Positive-definiteness of interval families of symmetric matrices (Q1883821)

The main result, Theorem 1, which states that checking positive definiteness of an interval family of \(n\)-by-\(n\) symmetric matrices is equivalent to checking positive definiteness of \(2^{n-1}\) vertex matrices from the family, was already published in [\textit{D. Hertz}, ``The extreme eigenvalues and stability of real symmetric interval matrices'', IEEE Trans. Autom. Control 37, 532--535 (1992)]. In general, the cardinality of the set of matrices to be tested is exponential in \(n\), and it has been shown in [\textit{J. Rohn}, ``Checking positive definiteness or stability of symmetric interval matrices is NP-hard'', Commentat. Math. Univ.
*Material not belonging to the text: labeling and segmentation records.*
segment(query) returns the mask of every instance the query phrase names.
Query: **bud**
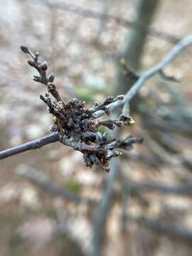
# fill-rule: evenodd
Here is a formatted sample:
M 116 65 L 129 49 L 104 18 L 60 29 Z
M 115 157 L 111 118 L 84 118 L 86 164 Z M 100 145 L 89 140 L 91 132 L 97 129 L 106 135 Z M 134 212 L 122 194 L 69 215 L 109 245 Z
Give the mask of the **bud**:
M 41 78 L 38 75 L 33 75 L 33 80 L 36 82 L 41 82 Z
M 126 68 L 126 63 L 125 63 L 125 60 L 123 58 L 119 58 L 119 62 L 120 63 L 120 65 L 122 66 L 122 68 Z
M 29 50 L 26 46 L 21 46 L 21 50 L 25 53 L 29 53 Z
M 55 117 L 55 116 L 53 116 L 53 123 L 55 123 L 55 124 L 58 122 L 57 117 Z
M 54 74 L 50 74 L 48 76 L 48 81 L 50 82 L 53 82 L 54 81 L 54 78 L 55 78 L 55 75 Z
M 124 98 L 124 95 L 118 95 L 116 97 L 115 100 L 123 100 Z
M 117 120 L 115 122 L 115 124 L 118 127 L 122 127 L 124 124 L 123 121 L 120 121 L 120 120 Z
M 29 64 L 31 67 L 35 66 L 35 62 L 34 60 L 28 60 L 28 64 Z
M 135 121 L 131 117 L 130 119 L 127 121 L 127 124 L 130 125 L 134 124 Z
M 109 114 L 111 114 L 111 110 L 109 109 L 109 108 L 106 108 L 105 110 L 105 113 L 106 114 L 107 114 L 107 115 L 109 115 Z
M 50 132 L 58 132 L 58 126 L 56 124 L 53 124 L 49 127 L 49 130 Z
M 46 61 L 43 62 L 43 63 L 41 65 L 41 68 L 44 71 L 48 69 L 48 63 Z

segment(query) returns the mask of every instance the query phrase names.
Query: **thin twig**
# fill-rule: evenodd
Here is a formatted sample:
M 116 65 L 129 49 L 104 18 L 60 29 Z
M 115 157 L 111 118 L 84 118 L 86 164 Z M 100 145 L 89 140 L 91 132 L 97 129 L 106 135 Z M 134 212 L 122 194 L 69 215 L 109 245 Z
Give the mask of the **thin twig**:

Carol. 35, 795--797 (1994; Zbl 0818.65032)] that checking stability of symmetric interval matrices is NP-hard, see also [\textit{A. Nemirovskii}, ``Several NP-hard problems arising in robust stability analysis'', Math. Control Signals Syst. 6, 99--105 (1993; Zbl 0792.93100)]. However, this does not imply that polynomial-time algorithms cannot be devised for special classes of interval matrices, or that useful sufficient conditions for stability cannot be obtained. An example of a simple sufficient condition for stability of interval Jacobi matrices is given in Theorem 2 of the paper under review.